The technological revolution in genetics is beginning to yield results for ADHD. Rare copy number variants have been identified that confer risk to ADHD providing the first molecular evidence for risk to the disease. In contrast, genome-wide association studies of single nucleotide polymorphisms (SNPs), to date, have yet to unequivocally identify risk factors that predisposes to ADHD with the most recent meta-analysis totaling 2,064 trios, 896 cases and 2,455 controls. This lack of progress stands in stark contrast to the strong evidence for heritability of ADHD, attention and activity levels from twin and family studies. Among the several possible explanations for this disconnect is that rare SNPs confer risk to ADHD. Given that rare CNVs clearly play a role in the pathophysiology of ADHD, it is not unreasonable to expect that rare SNPs of large effect may also exist. We are proposing the first study to comprehensively define the role of rare SNPs drawn from the coding region of genes in the etiology of the disorder. We will do so by using the newly developed exome chip, an innovative, cost-effective technology that will allow us to assay approximately 200,000 rare SNPs found in the coding region of the human genome. This exome chip assay should capture nearly all SNPs at an allele frequency threshold of 0.1% in European populations and captures an estimated 80% of the variants with an allele frequency of 0.02%.
Our specific aims are:
Aim 1 : Assay Rare Variation in 1,800 ADHD Trios. We will generate exome chip data on a total of 1,800 ADHD trio families to identify rare functional inherited variation that predisposes to ADHD. We will assay approximately 200,000 rare SNP mutations in the exome.
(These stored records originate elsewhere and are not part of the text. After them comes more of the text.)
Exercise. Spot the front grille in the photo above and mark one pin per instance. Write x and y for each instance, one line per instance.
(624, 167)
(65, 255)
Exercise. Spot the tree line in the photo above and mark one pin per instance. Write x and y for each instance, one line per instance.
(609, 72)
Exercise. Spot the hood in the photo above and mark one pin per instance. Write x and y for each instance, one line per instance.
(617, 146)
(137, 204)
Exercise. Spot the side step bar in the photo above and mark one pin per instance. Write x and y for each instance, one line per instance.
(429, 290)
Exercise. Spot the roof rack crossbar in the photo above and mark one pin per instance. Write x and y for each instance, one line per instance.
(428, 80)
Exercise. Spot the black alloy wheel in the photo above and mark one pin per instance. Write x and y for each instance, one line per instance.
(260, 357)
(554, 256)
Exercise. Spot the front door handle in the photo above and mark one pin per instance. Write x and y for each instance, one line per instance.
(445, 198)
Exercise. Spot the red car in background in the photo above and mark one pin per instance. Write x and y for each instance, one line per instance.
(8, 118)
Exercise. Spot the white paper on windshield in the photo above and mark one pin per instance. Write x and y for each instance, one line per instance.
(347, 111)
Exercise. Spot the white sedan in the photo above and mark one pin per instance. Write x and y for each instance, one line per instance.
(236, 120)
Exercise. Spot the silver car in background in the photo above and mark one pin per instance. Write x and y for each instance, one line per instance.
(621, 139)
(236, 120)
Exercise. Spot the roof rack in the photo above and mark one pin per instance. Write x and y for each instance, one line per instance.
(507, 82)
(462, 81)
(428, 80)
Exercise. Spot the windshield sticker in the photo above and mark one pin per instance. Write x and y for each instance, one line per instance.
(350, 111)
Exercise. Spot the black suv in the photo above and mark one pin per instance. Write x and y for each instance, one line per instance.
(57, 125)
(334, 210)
Aim 2 : Comprehensively Analyze the Identified Rare Variation. Upon completion of the genotyping assays, we will perform single-locus and regional association analysis of the exome chip data. We will then extend these primary analyses by interrogating genes and pathways by leveraging bioinformatics tools to improve the power to detect genes and to more clearly interpret our primary results.
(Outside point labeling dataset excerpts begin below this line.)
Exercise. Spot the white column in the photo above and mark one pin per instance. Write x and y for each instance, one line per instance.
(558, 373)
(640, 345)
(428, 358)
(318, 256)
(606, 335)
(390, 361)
Aim 3 : Share All Data with the Scientific Community. We are committed to ensuring that all data generated by this application will be deposited in dbGaP and any other database required by NIH regulations. Upon completing this project, we expect to provide the field with a treasure trove of rare DNA variants that can be followed up with functional, biologica assays. This work is significant because ADHD is a common disorder of childhood associated with school failure, psychiatric comorbidity and psychosocial disability in childhood. Most cases persist into adulthood when the disorder is additionally associated with occupational failure, criminality, traffic accidents, substance abuse and increased medical health care utilization. Health economic studies suggest that, in adulthood, the cost of ADHD to society is between $77.5 and $115.9 billion each year. Current treatments are only partially effective, and no preventive treatments exist. New treatment targets are needed to develop better medications for treating ill patients and, perhaps, for preventing the disorder in susceptible people.
We will generate exome chip data on 1,800 ADHD probands and their parents. The exome chip provides the first look at rare variation in the coding regions of genes that is heavily enriched for potential biological function. We will comprehensively analyze this data at a single locus, gene, and biological pathway level. This experiment promises to quantify the impact of rare mutations on ADHD.